Are you looking for a quick win for your global mobility program? A small change with a positive impact on your mobility program? This is the sixth post in our “Quick Wins” series. Each quick-win blog will offer ideas of straightforward changes that can be made to support your organization’s mobility principles. No one solution is going to fit everyone’s purposes, so in each post of the series, we hope you find at least one thing that can be a quick win for you. And if these quick wins are already part of your program, we hope you already see the benefits.
In this Quick Wins edition, we will focus on identifying hidden cost savings in your mobility program.
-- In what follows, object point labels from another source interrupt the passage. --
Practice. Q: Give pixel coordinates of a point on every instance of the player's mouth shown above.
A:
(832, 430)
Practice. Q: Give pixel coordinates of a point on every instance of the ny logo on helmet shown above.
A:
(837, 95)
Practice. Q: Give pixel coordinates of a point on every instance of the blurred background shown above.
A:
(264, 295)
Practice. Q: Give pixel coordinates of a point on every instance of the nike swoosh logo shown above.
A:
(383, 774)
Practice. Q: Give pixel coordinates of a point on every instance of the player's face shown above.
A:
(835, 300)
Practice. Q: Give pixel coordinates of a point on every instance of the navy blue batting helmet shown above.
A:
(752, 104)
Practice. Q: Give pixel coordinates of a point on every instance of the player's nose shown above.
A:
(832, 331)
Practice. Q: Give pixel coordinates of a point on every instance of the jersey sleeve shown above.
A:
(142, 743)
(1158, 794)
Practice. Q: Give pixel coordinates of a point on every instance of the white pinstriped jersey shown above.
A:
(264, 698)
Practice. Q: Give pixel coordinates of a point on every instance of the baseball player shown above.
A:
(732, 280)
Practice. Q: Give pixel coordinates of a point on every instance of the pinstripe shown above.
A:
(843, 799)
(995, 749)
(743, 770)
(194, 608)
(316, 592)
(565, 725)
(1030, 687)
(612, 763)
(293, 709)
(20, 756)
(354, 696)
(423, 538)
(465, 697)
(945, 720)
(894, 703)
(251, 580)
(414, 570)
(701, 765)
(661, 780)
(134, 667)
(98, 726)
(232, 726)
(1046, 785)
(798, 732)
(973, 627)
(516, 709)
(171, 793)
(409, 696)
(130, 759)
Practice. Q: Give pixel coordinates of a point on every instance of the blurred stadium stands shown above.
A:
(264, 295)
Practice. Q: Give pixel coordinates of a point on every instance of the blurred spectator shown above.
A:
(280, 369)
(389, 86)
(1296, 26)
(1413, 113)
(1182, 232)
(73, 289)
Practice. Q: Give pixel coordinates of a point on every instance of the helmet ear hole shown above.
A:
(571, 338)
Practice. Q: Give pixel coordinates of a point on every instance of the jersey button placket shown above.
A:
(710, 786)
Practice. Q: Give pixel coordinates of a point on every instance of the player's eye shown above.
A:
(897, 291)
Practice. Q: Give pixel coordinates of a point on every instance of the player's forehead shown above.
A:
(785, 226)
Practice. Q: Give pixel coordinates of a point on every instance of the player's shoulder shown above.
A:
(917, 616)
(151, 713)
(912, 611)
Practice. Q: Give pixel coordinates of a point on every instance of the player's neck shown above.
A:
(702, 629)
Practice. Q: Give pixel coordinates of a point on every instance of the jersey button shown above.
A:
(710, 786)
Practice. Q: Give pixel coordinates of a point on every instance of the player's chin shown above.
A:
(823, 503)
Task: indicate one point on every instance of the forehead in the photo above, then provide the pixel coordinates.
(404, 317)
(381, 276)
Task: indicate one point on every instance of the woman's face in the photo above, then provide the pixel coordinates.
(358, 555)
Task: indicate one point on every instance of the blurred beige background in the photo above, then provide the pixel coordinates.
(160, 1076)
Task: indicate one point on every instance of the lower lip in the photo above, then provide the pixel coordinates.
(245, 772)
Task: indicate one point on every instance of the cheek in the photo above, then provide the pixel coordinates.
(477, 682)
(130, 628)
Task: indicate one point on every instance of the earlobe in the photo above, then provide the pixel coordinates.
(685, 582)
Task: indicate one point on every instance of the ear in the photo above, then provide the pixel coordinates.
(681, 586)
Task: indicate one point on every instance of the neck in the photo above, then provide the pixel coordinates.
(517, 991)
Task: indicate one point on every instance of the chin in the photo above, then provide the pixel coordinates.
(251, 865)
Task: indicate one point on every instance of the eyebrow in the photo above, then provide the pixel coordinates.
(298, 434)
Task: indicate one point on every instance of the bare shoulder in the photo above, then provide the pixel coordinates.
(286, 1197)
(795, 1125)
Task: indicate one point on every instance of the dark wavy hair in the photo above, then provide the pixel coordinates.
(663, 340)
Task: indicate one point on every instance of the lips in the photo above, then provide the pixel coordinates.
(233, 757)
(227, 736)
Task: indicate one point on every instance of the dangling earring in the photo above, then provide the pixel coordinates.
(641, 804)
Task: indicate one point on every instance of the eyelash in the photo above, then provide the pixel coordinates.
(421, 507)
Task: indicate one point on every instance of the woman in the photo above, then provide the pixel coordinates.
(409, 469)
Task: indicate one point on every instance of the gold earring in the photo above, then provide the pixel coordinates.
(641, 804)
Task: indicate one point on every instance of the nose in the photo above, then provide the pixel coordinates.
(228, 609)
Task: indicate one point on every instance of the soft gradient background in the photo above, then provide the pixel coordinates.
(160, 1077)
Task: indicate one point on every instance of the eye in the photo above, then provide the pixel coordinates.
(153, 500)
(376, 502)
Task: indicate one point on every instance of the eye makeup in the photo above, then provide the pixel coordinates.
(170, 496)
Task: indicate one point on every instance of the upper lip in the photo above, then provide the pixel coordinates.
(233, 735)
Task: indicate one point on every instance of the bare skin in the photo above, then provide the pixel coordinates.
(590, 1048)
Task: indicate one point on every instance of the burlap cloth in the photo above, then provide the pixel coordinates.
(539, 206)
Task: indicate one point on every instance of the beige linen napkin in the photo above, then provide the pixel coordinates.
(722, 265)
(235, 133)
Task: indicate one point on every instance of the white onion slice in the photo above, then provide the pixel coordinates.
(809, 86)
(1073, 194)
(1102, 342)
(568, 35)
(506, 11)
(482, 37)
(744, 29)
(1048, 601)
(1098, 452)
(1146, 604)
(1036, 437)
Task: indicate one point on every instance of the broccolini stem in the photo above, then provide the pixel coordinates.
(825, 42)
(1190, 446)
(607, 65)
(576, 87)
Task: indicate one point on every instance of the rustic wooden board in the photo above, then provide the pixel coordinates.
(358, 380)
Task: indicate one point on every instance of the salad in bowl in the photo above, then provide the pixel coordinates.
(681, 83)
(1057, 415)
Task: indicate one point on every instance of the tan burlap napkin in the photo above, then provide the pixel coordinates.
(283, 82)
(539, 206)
Cost savings can generally be achieved by relocating a fewer amount of people or reducing support in some way. For example, lowering a lump sum allowance or removing any other paid expense will decrease costs. But how will that impact your ability to attract talent? The balance of cost and talent demands leads most companies to seek a middle ground. It is important to make sure that cost savings initiatives don’t reduce benefits so much that the relocation offer is no longer enticing to candidates.
If you are looking for alternative ways to lower costs without directly cutting support, you may ask yourself the following questions to find hidden opportunities for cost savings.
- Are there services or expenses being used infrequently? This is an easy starting point. Eliminating a benefit that is rarely or never used can support cost savings, albeit mostly on paper. Still, these potential savings should not be overlooked as this can be helpful for companies with budgetary constraints.
- Are the right employees in the right policy tier? There may not be an easy answer to this question, but it’s important to know the costs of your mobility program inside and out. Once you do, then you can ask yourself:
- Are we providing the right support for the types of employees we relocate?
- Could an adjustment of who’s eligible for each policy tier make an impact?
- Could one policy tier be incorporated into another?
- Could we create a new package that falls between two others?
Answers to these questions will be unique to each organization and may present the potential for cost savings.
- Are there expenses that could be incorporated into a cash allowance? The more expenses are scrutinized with constraints, the more likely there are to be instances that fall outside of those constraints (e.g., extending temporary living from the original authorized period, approving expenses that exceeded a daily meal limit, etc.) Perhaps those and other similar expenses may be better covered by a cash allowance. Offering a cash allowance for things that are the employee’s choice anyway (e.g., how and when they travel, what they eat, where they stay), can not only be more cost effective, but can also reduce time spent dealing with exceptions (a win-win)!
- Could the answer have been “no”? For some companies, exception requests are frequent, and for others, few-and-far in between. For some, exceptions are always or mostly approved, for others, hardly ever. Wherever you may fall with exceptions, approving them generally adds to your total cost. For some exception requests, the answer will always be “yes.” However, are there requests that warrant a stronger stance? Knowing what you are approving or not approving tells a story. Use available data to understand the root causes of exceptions and any actions that might prevent them. You can read more about managing exceptions by reading Mobility Quick Wins Volume 5: Managing Exceptions.
Exploring each of the questions above can present options for your company to adjust or realign your program to be more cost-effective without significantly reducing benefits. As a bonus, you might also find process improvements that could create administrative cost savings.